Supply Chain Council of European Union | Scceu.org
Transportation

2,068 kilometers on drifting ice

We were absorbed in setting up the station and did not notice that a wet and cold summer had set in. The pea-soup fog that often shrouded the camp was interspersed with drizzle and sleet. The sun shone only rarely. Air temperatures hovered around zero degrees most of the time. The snow covering our ice-floe was melting quickly. The first puddles of meltwater appeared in early July and they expanded day after day, turning into lakes.

We drilled dozens of holes all over the camp. At first, some of them froze over because of the low temperatures inside the layers of ice.

All the snow melted away in mid-July, and the ice also began to thaw at a fast pace. A one-meter-thick ice layer had disappeared by late summer. Ice remained intact under the houses, turning into pedestals that could fall at any moment. So, we had to relocate some of the houses

More intense shifts in the ice also forced us to move from place to place. Adjacent ice-floes compressed our own ice-floe and formed new ridges, hummocks and cracks. One of the cracks was within 40 meters of the aerologists’ house and cut off a section of the camp with two tents. Another crack running parallel to the first one cut off the ice-floe’s western section and ended near a large mound. We barely had time to remove our tents before the ice-floe partly disintegrated. One of its sections started drifting away, and a large patch of ice-free water formed where the crack had been.

We took off in our helicopter and saw that ice-free water around the ice-floe had expanded greatly. After reaching the runway 30 kilometers from our camp, we saw that the smooth ice surface, covered with a thin layer of snow, had turned into a long and narrow lake, with tiny ripples on the surface of the water. A tent, bleached white by the sun, stood all alone on a small islet.

It took a lot of time and effort to prepare a standby runway which was also rendered useless. This posed additional problems for us because we did not know where incoming aircraft could land. Therefore, we decided to construct a runway on the station’s ice-floe.

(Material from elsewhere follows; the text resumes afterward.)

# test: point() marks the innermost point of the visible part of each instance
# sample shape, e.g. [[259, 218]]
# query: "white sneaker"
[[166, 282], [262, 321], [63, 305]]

A powerful blizzard hit the camp on August 23, with wind gusts blowing at 20 meters per second. The wind tore the roof off a garage where there were two tractors. Dry snowflakes hit our eyes so hard that we were unable to open them. Visibility was down to 50–100 meters, and ambient air temperatures dropped to minus five degrees Celsius. Large snow-drifts formed at work sites and around the houses. At that time, Moscow was enduring a 30-degree heat wave.

The polar summer was over, and autumn would soon set in. Sub-zero temperatures bit harder and harder every day. Snow began to cover the puddles of meltwater, and new ice started forming on patches of ice-free water. Seagulls and ducks no longer called on us. A snow bunting that sometimes visited us in summer also flew away. Ringed seals surfaced less often in patches of ice-free water

By that time, the station’s ice-floe had traveled almost 1,000 kilometers along an intricate route. It crossed the 87th Parallel and drifted 500 kilometers due north. The station was located in a circumpolar region where ocean depths reach almost 4,000 meters.